Cuando “Las niñas” se presentó en la pasada Berlinale, nadie hablaba de “nueva normalidad”. La pandemia, en secreto, estaba expandiéndose ya por toda Europa, muy probablemente habitaba en algún rincón de las aglomeraciones que orbitaban alrededor de la alfombra roja o de las mismas salas, llenas hasta la bandera. Pero Pilar Palomero, que debutaba en la sección “Generación K Plus”, tenía la esperanza de repetir el éxito en el palmarés berlinés de “Verano 1993”, de Carla Simón. “Las desarrollamos en paralelo, son películas muy distintas. Aunque ambas compartan productora, se sitúen en la década de los noventa y sean, en cierto modo, relatos de iniciación, los puntos de vista que aportan sobre la infancia y la adolescencia son muy diferentes”, explicaba entonces.

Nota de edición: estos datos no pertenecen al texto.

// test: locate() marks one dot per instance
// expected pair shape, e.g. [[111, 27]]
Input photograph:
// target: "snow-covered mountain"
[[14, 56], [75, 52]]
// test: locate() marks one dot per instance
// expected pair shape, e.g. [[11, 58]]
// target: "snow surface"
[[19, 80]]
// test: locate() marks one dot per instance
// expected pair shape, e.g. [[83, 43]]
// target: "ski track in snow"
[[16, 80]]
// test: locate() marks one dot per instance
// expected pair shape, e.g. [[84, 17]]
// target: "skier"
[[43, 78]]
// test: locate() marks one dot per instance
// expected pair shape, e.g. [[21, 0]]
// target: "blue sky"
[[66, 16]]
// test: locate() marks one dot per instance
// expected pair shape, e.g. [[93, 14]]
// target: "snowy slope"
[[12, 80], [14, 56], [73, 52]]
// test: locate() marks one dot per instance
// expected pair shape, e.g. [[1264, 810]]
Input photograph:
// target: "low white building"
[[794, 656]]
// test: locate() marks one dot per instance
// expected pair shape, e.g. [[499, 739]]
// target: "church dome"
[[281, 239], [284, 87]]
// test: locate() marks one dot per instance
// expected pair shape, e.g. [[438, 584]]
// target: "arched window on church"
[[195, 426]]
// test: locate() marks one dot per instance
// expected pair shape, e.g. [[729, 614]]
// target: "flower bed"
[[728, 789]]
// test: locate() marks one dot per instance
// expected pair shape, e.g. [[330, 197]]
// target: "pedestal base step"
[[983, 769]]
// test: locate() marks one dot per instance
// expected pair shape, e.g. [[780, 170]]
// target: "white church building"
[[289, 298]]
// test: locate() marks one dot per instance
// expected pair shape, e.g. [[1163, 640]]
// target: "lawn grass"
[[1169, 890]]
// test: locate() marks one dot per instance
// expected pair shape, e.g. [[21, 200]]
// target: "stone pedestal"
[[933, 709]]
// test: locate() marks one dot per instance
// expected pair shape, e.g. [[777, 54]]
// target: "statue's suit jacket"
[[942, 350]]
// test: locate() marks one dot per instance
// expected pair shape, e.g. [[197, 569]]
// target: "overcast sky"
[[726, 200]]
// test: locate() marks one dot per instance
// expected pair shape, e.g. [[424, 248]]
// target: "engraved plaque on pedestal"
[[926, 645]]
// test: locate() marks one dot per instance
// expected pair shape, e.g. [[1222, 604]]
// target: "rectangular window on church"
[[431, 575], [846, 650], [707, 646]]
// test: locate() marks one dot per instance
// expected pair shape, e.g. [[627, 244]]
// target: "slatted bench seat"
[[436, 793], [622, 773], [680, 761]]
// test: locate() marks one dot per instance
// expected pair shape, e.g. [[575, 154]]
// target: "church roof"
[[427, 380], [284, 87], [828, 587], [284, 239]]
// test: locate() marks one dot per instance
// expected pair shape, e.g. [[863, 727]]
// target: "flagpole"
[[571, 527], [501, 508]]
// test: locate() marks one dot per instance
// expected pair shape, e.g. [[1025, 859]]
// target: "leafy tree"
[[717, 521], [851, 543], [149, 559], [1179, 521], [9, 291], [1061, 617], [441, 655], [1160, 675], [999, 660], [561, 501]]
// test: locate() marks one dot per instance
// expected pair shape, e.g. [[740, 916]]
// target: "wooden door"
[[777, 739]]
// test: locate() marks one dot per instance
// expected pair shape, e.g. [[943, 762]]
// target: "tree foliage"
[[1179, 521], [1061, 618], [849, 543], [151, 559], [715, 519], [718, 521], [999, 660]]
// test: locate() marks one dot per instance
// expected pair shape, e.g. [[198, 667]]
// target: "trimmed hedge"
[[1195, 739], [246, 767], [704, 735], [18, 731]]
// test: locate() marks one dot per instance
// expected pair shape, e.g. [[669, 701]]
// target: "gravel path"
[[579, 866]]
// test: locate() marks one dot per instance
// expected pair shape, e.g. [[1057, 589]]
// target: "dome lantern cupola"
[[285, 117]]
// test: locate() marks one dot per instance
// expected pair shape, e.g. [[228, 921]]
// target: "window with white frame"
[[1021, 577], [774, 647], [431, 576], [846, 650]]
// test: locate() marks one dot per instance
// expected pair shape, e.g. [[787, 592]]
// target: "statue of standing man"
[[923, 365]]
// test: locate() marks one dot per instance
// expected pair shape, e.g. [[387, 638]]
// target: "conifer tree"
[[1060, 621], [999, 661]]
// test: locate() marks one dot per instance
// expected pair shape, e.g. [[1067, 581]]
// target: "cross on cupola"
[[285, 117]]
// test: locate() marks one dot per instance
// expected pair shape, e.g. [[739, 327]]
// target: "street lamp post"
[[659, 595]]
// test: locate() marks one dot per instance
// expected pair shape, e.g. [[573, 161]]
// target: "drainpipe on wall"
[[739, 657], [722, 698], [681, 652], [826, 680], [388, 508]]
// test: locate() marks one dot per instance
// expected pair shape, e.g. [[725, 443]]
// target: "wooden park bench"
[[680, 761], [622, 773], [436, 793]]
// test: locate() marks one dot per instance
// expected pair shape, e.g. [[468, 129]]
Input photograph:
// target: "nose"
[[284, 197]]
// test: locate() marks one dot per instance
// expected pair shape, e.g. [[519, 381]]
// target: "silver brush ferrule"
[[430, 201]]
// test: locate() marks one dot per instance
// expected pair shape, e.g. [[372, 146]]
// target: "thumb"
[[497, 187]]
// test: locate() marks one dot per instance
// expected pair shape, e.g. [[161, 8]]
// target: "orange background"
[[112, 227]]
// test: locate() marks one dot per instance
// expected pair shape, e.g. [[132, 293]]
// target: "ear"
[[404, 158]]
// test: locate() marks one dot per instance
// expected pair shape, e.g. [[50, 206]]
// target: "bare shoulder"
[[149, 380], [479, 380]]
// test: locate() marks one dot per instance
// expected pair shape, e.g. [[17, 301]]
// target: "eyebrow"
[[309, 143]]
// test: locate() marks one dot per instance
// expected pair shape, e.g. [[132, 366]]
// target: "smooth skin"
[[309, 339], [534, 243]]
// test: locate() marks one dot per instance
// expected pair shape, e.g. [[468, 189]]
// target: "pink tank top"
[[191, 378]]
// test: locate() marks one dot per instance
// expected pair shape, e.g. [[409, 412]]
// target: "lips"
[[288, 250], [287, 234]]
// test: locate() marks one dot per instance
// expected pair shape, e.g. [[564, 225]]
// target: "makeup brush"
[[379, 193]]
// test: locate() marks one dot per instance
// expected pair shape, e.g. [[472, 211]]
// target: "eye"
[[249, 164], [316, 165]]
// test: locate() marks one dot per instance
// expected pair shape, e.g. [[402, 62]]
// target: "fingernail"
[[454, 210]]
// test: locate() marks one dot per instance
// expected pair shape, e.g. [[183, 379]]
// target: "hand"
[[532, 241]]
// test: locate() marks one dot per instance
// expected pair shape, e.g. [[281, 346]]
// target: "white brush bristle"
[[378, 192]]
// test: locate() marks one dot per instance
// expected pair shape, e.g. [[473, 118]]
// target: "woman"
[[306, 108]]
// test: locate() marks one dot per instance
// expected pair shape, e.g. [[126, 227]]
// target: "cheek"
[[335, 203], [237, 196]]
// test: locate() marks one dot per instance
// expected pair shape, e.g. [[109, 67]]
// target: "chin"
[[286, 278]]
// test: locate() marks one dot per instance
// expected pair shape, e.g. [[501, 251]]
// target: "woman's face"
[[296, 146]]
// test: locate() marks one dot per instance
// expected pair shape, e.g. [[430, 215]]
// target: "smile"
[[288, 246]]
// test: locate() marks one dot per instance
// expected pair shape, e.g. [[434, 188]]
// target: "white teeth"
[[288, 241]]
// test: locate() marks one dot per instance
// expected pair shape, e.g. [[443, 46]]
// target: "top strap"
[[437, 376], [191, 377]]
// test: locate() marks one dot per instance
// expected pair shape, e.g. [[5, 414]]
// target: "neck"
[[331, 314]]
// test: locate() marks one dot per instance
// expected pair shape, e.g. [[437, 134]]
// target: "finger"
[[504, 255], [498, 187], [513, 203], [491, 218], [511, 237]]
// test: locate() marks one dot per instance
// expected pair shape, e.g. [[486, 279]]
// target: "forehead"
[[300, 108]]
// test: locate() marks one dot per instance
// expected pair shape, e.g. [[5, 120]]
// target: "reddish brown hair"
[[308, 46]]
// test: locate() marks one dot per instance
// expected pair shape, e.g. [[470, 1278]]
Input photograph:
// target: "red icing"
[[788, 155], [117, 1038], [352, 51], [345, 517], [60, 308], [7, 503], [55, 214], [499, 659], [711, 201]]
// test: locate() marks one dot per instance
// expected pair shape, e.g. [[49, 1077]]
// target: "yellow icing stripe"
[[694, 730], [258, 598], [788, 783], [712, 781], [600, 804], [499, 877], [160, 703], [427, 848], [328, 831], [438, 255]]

En la Berlinale “Las niñas” se fue de vacío pero no ha tenido que esperar mucho para confirmarse como la película española revelación del año. Ahí está la Biznaga de Oro al mejor filme a competición en el Festival de Málaga para demostrarlo. Palomero no admite rasgos autobiográficos en la historia de Celia, una niña de once años que estudia en un colegio de monjas en la Zaragoza de 1992, pero sí en la pintura de un contexto que define, de forma oblicua, a un país que aún no se ha liberado del peso del franquismo.

“Esa es la época en la que crecí. Y la recuerdo como una época confusa y contradictoria”, reconoce. “Supongo que en eso no fui especial, en la adolescencia a todos nos toca crecer entre la niebla, sobre todo a las chicas. Sí es cierto que en la película hay una reflexión sobre la educación, y eso no se traduce solo en una crítica contra las escuelas de monjas. Hablo de la educación en un sentido más amplio, como algo que incumbe a toda la sociedad. Y en los noventa España vivía un momento muy paradójico: muchos creían que éramos un país avanzado pero encendías la televisión y tenías a Jesús Gil en un jacuzzi, rodeado de chicas en bikini”, indica.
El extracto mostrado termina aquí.